Charris
Español

Ilustrando a Dickens

2012

Mateo Charris, Ángel

Cualquier imagen que metamos en un libro es una intrusa, una advenediza en el reino de las palabras, un lorito que repite lo que dice su dueño. Ésta sería la postura de Gustave Flaubert, para el que hasta “el más ínfimo dibujo devora  la más hermosa descripción literaria” al reducir lo universal a lo particular[1]. Y desde el otro lado también están los que afirman que las artes plásticas no deben contaminarse de palabras y literatura, ciñendo su territorio a la forma y sus atributos. Gendarmes de la pureza que afortunadamente ni bajan del Sinaí ni traen sus opiniones escritas en piedra.
Porque ilustrar los libros –o iluminarlos según su acepción medieval– ha producido algunos de los objetos más hermosos creados por la mano del hombre. No siempre se produce el milagro, pero el binomio palabras/imágenes ha servido para enriquecer mutuamente los territorios de ambas disciplinas, que suelen encontrarse cómodas en su mestizo flirteo.
Charles Dickens conocía el poder de lo visual para atraer lectores hacia los engranajes de sus novelas y  se involucraba especialmente en el trabajo de sus ilustradores, escogiendo y matizando los bocetos que le presentaban, discutiendo detalles y sugiriendo interpretaciones.

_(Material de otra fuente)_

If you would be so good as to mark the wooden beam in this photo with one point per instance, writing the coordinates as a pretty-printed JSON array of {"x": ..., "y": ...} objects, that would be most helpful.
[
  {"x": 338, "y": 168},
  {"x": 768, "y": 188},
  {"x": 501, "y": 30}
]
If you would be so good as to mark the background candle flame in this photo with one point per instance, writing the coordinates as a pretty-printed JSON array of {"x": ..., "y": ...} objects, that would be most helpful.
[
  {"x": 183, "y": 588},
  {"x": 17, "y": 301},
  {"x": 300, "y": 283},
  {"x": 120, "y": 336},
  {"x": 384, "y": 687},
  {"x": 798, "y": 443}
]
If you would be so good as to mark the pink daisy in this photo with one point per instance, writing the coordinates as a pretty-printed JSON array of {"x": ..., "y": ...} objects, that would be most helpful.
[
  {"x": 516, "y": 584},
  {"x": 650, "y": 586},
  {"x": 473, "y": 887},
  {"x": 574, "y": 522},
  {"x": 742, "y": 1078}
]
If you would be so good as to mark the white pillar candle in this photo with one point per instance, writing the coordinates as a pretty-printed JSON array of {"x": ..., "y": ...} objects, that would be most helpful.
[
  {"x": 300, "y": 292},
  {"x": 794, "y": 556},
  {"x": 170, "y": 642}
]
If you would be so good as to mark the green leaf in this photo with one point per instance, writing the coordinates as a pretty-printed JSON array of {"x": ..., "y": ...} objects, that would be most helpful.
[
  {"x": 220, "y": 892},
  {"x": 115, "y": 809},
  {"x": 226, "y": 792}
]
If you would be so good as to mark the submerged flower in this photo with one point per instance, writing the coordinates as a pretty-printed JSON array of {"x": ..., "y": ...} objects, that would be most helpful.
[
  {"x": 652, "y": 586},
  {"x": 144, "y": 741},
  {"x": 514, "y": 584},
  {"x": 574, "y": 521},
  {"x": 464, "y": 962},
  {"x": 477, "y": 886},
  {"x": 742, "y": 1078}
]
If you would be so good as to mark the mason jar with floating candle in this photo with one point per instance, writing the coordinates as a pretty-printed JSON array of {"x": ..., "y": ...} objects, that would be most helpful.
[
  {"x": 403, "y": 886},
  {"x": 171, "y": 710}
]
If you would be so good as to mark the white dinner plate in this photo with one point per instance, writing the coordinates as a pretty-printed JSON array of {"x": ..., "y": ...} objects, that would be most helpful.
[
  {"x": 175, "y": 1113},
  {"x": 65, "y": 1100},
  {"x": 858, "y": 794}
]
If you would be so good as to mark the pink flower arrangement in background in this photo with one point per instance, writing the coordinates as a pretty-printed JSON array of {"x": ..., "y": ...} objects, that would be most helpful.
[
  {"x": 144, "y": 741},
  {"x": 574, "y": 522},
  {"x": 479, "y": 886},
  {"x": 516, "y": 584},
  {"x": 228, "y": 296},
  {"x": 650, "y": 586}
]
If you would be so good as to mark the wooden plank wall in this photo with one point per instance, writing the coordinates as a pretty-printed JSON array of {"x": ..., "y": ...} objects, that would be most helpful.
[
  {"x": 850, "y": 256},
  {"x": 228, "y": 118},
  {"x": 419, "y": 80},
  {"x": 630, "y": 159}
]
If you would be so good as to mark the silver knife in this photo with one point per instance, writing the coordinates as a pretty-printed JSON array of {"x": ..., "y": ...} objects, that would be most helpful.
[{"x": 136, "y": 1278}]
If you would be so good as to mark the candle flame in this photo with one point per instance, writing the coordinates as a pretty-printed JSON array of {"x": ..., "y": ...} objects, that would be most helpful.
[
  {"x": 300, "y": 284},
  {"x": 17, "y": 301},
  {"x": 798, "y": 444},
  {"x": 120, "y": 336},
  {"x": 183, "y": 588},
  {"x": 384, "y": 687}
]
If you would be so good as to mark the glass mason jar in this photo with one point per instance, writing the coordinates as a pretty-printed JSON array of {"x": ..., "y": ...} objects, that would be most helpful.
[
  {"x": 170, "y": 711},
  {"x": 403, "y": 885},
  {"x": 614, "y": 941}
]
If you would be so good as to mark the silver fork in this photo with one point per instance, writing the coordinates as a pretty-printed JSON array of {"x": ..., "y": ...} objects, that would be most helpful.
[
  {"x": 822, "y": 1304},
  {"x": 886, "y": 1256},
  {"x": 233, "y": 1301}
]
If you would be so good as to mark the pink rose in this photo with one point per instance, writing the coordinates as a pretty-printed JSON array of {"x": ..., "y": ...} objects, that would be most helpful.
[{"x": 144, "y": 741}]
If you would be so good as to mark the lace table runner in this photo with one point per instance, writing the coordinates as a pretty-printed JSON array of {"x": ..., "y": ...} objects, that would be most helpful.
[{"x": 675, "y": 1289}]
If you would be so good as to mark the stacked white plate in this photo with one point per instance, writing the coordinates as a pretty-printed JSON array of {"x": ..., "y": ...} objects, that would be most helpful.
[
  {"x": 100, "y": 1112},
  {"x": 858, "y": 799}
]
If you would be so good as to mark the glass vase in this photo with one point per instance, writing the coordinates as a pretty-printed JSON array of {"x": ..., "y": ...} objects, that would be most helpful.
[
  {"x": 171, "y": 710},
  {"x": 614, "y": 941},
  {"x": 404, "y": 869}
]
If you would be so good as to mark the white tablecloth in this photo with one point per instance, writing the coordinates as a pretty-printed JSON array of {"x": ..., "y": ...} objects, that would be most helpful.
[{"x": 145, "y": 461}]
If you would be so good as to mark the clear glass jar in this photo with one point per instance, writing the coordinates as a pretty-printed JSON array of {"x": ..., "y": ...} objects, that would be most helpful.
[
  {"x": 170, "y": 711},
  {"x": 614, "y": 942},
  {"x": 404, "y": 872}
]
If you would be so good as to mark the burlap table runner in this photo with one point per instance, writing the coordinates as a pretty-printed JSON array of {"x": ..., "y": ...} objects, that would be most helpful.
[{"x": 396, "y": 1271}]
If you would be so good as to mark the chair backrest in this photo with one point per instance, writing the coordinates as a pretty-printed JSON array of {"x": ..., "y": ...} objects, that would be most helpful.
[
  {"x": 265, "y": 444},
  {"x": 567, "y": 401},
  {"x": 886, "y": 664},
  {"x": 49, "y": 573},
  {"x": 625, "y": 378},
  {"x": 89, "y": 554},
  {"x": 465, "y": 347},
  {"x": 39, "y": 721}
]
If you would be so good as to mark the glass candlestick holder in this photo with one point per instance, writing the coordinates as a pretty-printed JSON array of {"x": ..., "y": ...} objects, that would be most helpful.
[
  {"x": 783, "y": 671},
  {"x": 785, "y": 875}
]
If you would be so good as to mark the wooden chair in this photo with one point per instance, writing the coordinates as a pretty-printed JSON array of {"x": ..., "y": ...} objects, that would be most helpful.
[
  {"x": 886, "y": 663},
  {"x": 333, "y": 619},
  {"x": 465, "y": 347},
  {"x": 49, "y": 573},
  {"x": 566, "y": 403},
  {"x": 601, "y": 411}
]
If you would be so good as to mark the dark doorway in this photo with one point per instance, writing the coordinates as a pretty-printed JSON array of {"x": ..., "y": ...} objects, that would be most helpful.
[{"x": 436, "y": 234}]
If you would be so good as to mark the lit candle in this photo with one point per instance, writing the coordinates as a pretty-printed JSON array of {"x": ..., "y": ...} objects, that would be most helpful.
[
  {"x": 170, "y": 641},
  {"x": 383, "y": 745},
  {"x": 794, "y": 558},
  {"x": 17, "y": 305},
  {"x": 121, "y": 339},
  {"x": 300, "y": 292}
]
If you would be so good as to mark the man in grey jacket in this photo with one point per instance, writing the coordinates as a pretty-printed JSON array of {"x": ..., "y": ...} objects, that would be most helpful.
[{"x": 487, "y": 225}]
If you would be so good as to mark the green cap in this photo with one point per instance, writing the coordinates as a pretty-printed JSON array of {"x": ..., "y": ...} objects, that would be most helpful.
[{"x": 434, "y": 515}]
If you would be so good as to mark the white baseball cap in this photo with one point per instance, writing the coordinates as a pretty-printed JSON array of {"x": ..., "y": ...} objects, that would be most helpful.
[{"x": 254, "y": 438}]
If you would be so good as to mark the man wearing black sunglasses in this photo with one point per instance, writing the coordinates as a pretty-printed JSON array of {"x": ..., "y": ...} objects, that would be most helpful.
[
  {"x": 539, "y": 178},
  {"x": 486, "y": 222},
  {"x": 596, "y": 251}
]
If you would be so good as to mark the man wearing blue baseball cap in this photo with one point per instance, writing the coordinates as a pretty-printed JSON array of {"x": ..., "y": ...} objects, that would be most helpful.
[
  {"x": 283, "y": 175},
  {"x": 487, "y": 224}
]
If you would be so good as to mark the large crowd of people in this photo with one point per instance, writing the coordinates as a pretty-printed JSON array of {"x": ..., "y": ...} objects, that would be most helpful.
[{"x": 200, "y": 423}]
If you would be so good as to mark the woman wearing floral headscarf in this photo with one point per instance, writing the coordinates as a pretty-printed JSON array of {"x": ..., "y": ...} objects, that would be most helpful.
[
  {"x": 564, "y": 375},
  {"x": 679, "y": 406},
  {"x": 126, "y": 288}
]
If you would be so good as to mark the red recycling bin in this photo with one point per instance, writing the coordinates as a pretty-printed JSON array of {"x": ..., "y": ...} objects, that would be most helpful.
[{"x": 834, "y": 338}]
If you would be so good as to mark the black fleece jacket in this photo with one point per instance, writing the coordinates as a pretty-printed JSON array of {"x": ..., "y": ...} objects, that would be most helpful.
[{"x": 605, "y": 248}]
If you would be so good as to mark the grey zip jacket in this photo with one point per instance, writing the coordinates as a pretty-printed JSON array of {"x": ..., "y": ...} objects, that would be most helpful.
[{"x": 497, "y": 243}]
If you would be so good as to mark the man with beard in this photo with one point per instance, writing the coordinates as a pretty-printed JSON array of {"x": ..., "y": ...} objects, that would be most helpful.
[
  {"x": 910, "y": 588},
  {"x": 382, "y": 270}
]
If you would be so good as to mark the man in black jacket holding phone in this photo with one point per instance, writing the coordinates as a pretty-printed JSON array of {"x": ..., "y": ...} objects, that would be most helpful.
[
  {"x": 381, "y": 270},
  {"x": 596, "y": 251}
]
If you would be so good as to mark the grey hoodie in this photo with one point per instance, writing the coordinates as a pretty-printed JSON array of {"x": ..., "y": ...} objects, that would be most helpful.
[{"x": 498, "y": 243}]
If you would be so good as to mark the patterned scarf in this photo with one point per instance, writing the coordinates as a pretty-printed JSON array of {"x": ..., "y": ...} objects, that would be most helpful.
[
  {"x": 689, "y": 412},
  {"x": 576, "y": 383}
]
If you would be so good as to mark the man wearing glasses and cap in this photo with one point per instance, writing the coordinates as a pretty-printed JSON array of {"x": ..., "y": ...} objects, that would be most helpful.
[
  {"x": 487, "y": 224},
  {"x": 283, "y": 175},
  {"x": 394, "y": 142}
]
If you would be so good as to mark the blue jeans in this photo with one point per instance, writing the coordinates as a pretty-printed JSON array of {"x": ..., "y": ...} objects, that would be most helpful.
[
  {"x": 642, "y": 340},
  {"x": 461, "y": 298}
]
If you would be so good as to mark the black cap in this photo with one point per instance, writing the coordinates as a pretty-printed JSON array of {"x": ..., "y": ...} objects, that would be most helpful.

Doscientos años después de su nacimiento me encargan ilustrar sus “Grandes Esperanzas” y yo ni siquiera tengo las pistas primigenias, porque fue la única de sus obras que se publicó sin grabados en su primera edición.
Hay artistas que prefieren que su mundo se imponga al del autor, que la historia sea apenas una excusa para mostrar sus propias obsesiones y convicciones. El resultado puede ser brillante, pero en muchas ocasiones original e interpretación apenas se hablan.
Otros prefieren seguir el curso de la narración al pie de la letra –los ilustradores profesionales utilizan más este camino– poniendo cara a los personajes, aplicándose en traducir las escenas en su storyboard. También tenemos ejemplos brillantes de esta opción, pero yo he preferido seguir otra vía, como ya hice en “El corazón de las tinieblas” de Conrad hace unos años, una edición charrisiana, donde se añaden personajes que no aparecen en el original, donde las imágenes se enredan alrededor de la trama vislumbrada al otro lado del espejo, donde a los territorios reales se le superpone otro universo, que cruza épocas y mezcla lo documentado y lo inventado, donde los indios pueden usar reloj pero pronuncian un perfecto inglés, tremendamente respetuoso e irónicamente irreverente.
Mis tijeras –el collage siempre está en la base de mis bocetos y composiciones previas­– han ido recolectando de la iconografía victoriana y de las películas de levita, de mis fotos de viaje y de la imaginación de Dickens, para intentar crearle un traje a medida con el que se sienta confortable y con el que pueda salir a pasear por nuestra siglo con toda la dignidad que se merece el genio inglés.

 

[1] Manguel, Alberto: Leer imágenes. Alianza Editorial. Madrid, 2011. Pg. 20.